Feuerwerker’s contributions to both U-M and his field of scholarship have been enormous. He was a formidable figure in the arenas of his endeavors, colleagues say, adding that those who knew him will also miss him as a friend and colleague.

He is survived by his wife, Yi-tsi, and his children, Alison and Paul.


Robert F. Berkhofer Jr.

Submitted by Diane Owen Hughes, associate professor of history, LSA

Born in New Jersey, Robert F. Berkhofer Jr. died on the other side of America in California; but he was reared and educated in upstate New York and taught for most of his life in the Midwest.

With a Bachelor of Arts from SUNY Albany (1953) and a Ph.D. from Cornell University (1960), he taught at Ohio State University (1959-60), the University of Minnesota (1960-69), and the University of Wisconsin-Madison (1979-73) before accepting a professorship in the Department of History at U-M in 1973. Berkhofer was director of the U-M Department of American Culture from 1978-84, during which time he was elected to the national presidency of American Studies Association, serving for 1980-81. Throughout his career and these many moves, Berkhofer battled the disabling effects of childhood polio, aided by the support and stimulus of his late wife Genevieve (Zito), herself an American historian who, as a young woman, suffered lasting and serious injuries.

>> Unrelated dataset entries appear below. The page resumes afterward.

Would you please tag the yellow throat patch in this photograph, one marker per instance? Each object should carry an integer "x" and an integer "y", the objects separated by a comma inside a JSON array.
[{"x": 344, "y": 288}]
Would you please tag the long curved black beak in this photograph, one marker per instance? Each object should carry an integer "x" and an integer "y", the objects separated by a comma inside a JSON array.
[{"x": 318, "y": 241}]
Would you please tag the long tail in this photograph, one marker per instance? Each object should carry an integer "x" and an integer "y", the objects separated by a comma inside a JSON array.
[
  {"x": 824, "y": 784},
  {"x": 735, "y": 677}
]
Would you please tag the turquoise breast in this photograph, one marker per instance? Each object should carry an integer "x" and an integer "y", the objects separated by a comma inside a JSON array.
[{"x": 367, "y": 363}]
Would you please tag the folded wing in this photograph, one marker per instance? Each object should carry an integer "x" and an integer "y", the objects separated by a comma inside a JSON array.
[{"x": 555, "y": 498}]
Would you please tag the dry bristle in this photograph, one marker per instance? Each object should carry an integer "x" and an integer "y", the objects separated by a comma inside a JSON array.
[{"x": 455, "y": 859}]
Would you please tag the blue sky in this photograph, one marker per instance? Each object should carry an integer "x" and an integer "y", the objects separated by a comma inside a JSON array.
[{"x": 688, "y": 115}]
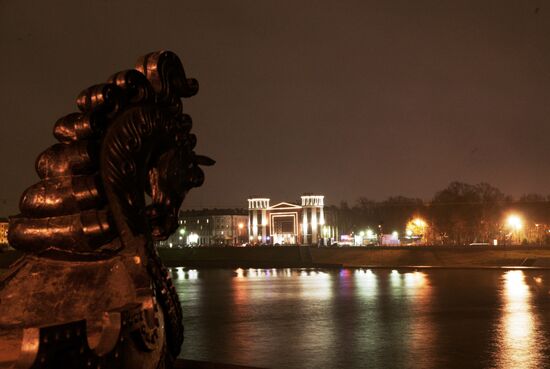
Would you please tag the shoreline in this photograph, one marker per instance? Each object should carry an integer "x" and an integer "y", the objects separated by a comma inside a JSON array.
[{"x": 405, "y": 257}]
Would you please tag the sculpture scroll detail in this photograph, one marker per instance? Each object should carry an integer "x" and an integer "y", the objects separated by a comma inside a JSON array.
[{"x": 90, "y": 286}]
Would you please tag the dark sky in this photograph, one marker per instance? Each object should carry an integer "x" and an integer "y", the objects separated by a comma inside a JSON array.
[{"x": 342, "y": 98}]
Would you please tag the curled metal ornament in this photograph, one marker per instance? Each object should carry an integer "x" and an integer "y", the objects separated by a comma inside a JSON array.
[{"x": 87, "y": 223}]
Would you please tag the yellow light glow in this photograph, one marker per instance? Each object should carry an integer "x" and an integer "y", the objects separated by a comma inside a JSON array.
[{"x": 514, "y": 222}]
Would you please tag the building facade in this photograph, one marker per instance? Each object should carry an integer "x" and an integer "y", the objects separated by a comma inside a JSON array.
[
  {"x": 210, "y": 227},
  {"x": 4, "y": 224},
  {"x": 286, "y": 223}
]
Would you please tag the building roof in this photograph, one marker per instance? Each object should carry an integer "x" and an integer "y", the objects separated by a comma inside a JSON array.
[{"x": 210, "y": 212}]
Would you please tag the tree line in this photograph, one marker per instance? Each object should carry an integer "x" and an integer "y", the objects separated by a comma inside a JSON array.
[{"x": 459, "y": 214}]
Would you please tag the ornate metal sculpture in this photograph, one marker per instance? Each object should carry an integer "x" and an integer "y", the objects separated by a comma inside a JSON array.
[{"x": 91, "y": 291}]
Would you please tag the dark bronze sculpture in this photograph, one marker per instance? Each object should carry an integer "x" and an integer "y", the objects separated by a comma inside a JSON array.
[{"x": 91, "y": 291}]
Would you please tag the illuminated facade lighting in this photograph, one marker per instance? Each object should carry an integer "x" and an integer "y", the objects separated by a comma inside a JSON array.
[{"x": 288, "y": 223}]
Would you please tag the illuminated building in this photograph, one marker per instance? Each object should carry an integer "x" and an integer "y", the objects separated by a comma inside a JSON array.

So more remarkable was the mark they made. The wide range of friends who knew them during their years in Ann Arbor enjoyed their generous hospitality, lively conversation and pertinent gossip.

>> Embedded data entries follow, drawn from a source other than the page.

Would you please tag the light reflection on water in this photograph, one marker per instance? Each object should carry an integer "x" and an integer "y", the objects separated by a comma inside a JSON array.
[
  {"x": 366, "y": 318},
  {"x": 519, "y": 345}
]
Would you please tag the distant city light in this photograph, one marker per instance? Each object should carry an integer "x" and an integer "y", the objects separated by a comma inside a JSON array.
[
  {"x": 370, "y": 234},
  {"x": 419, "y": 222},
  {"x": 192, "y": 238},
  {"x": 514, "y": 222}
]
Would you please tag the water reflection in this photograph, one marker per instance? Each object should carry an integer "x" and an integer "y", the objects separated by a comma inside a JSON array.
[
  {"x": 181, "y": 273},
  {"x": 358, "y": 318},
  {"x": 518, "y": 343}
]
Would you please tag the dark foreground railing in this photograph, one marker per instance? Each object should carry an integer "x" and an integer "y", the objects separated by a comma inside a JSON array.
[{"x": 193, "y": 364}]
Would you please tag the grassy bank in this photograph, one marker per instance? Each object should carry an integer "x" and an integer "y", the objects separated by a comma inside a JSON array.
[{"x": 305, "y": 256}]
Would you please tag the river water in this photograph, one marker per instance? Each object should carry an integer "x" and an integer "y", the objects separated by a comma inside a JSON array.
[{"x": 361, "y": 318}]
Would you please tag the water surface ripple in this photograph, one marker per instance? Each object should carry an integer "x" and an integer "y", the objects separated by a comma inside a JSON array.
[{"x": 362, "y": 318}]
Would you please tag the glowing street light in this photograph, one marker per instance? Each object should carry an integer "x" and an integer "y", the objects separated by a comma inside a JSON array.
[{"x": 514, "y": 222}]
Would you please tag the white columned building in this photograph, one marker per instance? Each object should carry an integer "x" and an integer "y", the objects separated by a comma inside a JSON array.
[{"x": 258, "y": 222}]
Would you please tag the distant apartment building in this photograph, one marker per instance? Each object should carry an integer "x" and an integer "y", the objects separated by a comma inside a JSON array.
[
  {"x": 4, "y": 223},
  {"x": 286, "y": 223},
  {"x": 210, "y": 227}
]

Ann Arbor also provided, in many respects, the fulcrum of Berkhofer’s historical development. The book that brought him a wide audience and reputation as a writer of critical history was the landmark “The White Man’s Indian” (Knopf, 1979), described when it first appeared as a “revelatory study of the absolute, seemingly ineradicable pervasiveness of white racism … (that) penetrates to the very heart of our understanding of ourselves.” Although at first glance different from what was to follow, this book showed a clear and unblinking insight into the biases that underlay and undermined historical discourse.

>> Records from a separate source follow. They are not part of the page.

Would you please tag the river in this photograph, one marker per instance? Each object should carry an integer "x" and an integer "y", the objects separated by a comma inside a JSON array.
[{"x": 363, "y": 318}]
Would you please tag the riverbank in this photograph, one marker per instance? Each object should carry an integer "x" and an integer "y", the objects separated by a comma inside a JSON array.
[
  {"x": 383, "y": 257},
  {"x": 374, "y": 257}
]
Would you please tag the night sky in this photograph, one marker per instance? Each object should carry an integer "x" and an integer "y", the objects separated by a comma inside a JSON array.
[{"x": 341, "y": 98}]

That insight led to “Beyond the Great Story: History as Text and Discourse” (Harvard, 1995), a theoretical work finally shaped in the critical environment of the University of California — Santa Cruz, where Berkhofer served as professor after retiring from Michigan in 1991. Colleaugues who heard its early stages as papers and discussions recognized that Berkhofer was mastering and rethinking the “Novissimum Organum” of postmodern historical analysis; and wide scholarly reception paid tribute to its theoretical and practical importance. Both this book and his last, “Fashioning History: Current Practices and Principles” (Palgrave MacMillan, 2008), elaborate his goal of enabling historians to “authorize new forms of representation.” Berkhofer chose to dedicate each of these books to his son Robert F. Berkhofer III, a medievalist; and his daughter-in-law Sally E. Haddan, a colonial Americanist — currently members of the Department of History at Western Michigan University.